Aber dann gibt es auch noch das heimliche Lachen des Komponisten über seine Figuren und deren Irrtümer und Blindheiten. Dieses Lachen drückt sich nur mittelbar aus, in einer spezifischen musikalischen Faktur oder Haltung, etwa in der Schlussfuge aus Verdis „Falstaff“ oder in Mozarts genialen Ensembleszenen. Nicht zu vergessen die Operetten von Jacques Offenbach, dem vermutlich größten Meister des feinen, aber treffsicheren und mitunter satirisch zugespitzten Bühnenhumors, der schon zu seiner Zeit ganze Säle zum Lachen brachte und das auch heute noch tut – vorausgesetzt die Regie versteht sich auf diese Art von Humor, was heute leider nicht mehr ganz selbstverständlich ist.

Eine Szene wie im dritten Akt von Offenbachs „La vie parisienne“, wo sich die Partygäste über das Loch in der Hose des falschen Admirals mokieren, ist ein Beispiele für das, was Jauss unter heraufsetzender Komik versteht. Sie macht sich zwar an einer bestimmten Personen oder Sache fest, zielt aber aufs Ganze, auf die menschliche Komödie als solche. In den besten Momenten mischen sich bei Offenbach beide Formen der Komik, die herabsetzende und heraufsetzende, zu einem Knäuel von Interaktionen und Empfindungen und erzeugen einen Überschuss an komischer Energie, der unmittelbar auf das Publikum überspringt. Dann werden Werk, Bühne und Publikum einen Moment lang eins.

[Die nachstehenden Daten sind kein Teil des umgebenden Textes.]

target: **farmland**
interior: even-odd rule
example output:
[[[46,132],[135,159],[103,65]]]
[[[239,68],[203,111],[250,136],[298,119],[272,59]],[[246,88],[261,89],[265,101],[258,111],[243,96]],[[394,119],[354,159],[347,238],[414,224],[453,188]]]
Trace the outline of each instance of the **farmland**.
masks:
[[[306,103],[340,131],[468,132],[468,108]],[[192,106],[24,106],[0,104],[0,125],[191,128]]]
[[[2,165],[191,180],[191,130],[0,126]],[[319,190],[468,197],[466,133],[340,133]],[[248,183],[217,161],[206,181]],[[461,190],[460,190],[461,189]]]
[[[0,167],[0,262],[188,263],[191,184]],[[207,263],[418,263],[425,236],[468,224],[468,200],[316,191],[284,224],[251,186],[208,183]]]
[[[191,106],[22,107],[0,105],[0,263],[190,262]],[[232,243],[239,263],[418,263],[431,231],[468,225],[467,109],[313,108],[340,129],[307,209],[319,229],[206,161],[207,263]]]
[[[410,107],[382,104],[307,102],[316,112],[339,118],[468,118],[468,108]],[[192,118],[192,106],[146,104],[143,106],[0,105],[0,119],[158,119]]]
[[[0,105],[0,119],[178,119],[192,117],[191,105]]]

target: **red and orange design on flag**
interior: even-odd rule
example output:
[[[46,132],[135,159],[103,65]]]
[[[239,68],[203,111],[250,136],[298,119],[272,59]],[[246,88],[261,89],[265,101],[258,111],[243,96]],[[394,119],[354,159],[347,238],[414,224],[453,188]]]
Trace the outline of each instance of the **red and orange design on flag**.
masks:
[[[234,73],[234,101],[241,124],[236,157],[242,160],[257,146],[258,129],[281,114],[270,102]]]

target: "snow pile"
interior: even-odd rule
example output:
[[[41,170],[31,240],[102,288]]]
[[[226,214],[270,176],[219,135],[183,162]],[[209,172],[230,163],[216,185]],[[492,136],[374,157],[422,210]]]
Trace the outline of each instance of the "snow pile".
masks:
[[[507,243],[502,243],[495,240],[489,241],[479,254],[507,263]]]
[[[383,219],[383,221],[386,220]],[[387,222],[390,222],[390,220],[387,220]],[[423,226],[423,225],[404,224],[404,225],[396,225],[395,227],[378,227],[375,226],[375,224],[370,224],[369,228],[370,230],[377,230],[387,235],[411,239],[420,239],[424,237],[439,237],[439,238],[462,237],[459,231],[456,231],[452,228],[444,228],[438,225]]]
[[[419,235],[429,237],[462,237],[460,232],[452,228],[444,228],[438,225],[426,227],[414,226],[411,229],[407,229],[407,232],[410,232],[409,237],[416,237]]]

Solch brillant komponierte Situationskomik ist heute undenkbar. Das Lachen ist der Musik im 20. Jahrhundert durch die politischen Katastrophen ausgetrieben worden, und eine gnadenlos humorfreie Theorie hat in Deutschland seither alle menschlichen Empfindungen, die auch nur von weitem an Komik erinnern, aus der Musik verbannt. Vergessen wurde dabei: Große Kunst ist stets Bejahung der Welt in all ihren Widersprüchen, und für deren Darstellung ist Komik nicht das schlechteste Mittel – siehe Mozarts Opern. Insofern darf man die Prognose wagen: Das Lachen in der Musik hat noch nicht ausgedient. Voraussetzung ist allerdings, dass man es ernst nimmt.

© 2010 Max Nyffeler

Der Text basiert auf einem Beitrag für die vom Bayerischen Staatsministerium für Wissenschaft, Forschung und Kunst herausgegebene Zeitschrift Aviso Nr. 1/2011 und auf dem Referat "Bitte nicht lachen!", gehalten 2006 beim Münchner Pfingstsymposion.